P-value is an important element used in statistics.
A p-value is used for finding random samples and establishing if there is a large factor in determining if the hypothesis is true. This helps ascertain if there is any extremities in what is being tested.
Lets see different heights and weights for women.
I hypothesize that women weigh more as their height increases!
Further on we will see baby chickens weight and determine different factors and the affects of weight on those as well.
We will use a plotly plot to compare weight vs. height in the dataset women.
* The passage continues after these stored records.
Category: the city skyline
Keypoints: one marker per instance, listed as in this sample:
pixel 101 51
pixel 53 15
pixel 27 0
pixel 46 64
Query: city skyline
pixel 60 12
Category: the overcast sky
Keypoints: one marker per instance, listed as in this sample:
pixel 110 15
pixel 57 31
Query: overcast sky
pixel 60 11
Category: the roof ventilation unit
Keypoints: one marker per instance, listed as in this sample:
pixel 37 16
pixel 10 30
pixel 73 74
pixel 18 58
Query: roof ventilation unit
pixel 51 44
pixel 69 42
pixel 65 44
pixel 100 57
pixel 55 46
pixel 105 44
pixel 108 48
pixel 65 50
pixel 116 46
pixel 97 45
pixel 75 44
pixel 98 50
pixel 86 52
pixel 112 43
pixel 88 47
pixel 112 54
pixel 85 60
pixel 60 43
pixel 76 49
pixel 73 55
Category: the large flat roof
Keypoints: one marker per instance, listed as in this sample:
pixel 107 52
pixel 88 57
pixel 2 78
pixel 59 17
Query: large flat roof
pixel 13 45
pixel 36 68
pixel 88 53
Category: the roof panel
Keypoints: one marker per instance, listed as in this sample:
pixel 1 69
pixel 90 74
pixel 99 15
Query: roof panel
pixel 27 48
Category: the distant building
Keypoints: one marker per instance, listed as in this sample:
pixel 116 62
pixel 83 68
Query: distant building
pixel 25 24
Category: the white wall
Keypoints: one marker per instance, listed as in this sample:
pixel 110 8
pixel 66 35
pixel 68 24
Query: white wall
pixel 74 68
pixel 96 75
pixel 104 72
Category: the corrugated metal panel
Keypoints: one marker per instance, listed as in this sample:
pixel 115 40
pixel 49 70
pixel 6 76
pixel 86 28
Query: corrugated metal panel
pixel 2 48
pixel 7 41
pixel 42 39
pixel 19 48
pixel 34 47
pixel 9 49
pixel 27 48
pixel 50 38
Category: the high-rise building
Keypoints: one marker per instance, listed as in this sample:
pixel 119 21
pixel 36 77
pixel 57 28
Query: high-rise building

mod = lm(weight ~ height, data=women)
Weight = women$weight
Height = women$height
xax <- list(
title = "Weight",
titlefont = list(family="Verdana")
)
yax <- list(
title = "Height",
titlefont = list(family="Verdana")
)
W = plot_ly(women, x=Weight, y=Height, type = "scatter",
mode="markers") %>%
layout(xaxis= xax, yaxis=yax)
config(W, displaylogo=FALSE)
Solving for the linear regression helps to solve p-value. The formula is: \(y = \beta_0 + \beta_1 x_1 + \beta_2 x_2 + \cdots + \beta_n x_n + \epsilon\)
Call:
lm(formula = weight ~ height, data = women)
Residuals:
Min 1Q Median 3Q Max
-1.7333 -1.1333 -0.3833 0.7417 3.1167
Coefficients:
Estimate Std. Error t value Pr(>|t|)
(Intercept) -87.51667 5.93694 -14.74 1.71e-09 ***
height 3.45000 0.09114 37.85 1.09e-14 ***
---
Signif. codes: 0 '***' 0.001 '**' 0.01 '*' 0.05 '.' 0.1 ' ' 1
Residual standard error: 1.525 on 13 degrees of freedom
Multiple R-squared: 0.991, Adjusted R-squared: 0.9903
F-statistic: 1433 on 1 and 13 DF, p-value: 1.091e-14
With this we determine \(p-value\) is basically \(0\) meaning height and weight are associated with one another. The \(null\) \(hypothesis\) is then \(true\).
This shows that different diets can affect weight. 
Call:
lm(formula = ChickWeight$Time ~ ChickWeight$weight)
Residuals:
Min 1Q Median 3Q Max
-9.757 -2.385 -0.817 1.954 14.088
Coefficients:
Estimate Std. Error t value Pr(>|t|)
(Intercept) 1.021013 0.305627 3.341 0.00089 ***
ChickWeight$weight 0.079602 0.002168 36.725 < 2e-16 ***
---
Signif. codes: 0 '***' 0.001 '**' 0.01 '*' 0.05 '.' 0.1 ' ' 1
Residual standard error: 3.7 on 576 degrees of freedom
Multiple R-squared: 0.7007, Adjusted R-squared: 0.7002
F-statistic: 1349 on 1 and 576 DF, p-value: < 2.2e-16
For time affecting weight the \(p-value\) is again \(0\).
There a lot of factors that determine weight and finding p-value helps you come to a conclusion….
One of the formulas for finding p is:
\(H_0:\mu_1-\mu_2=0\) \(\hspace{5cm}\) \(H_a:\mu_1-\mu_2\neq0\)
In the scenarios \(p-value\) was \(0\). This means that it is doubtful that this happened by coincidence.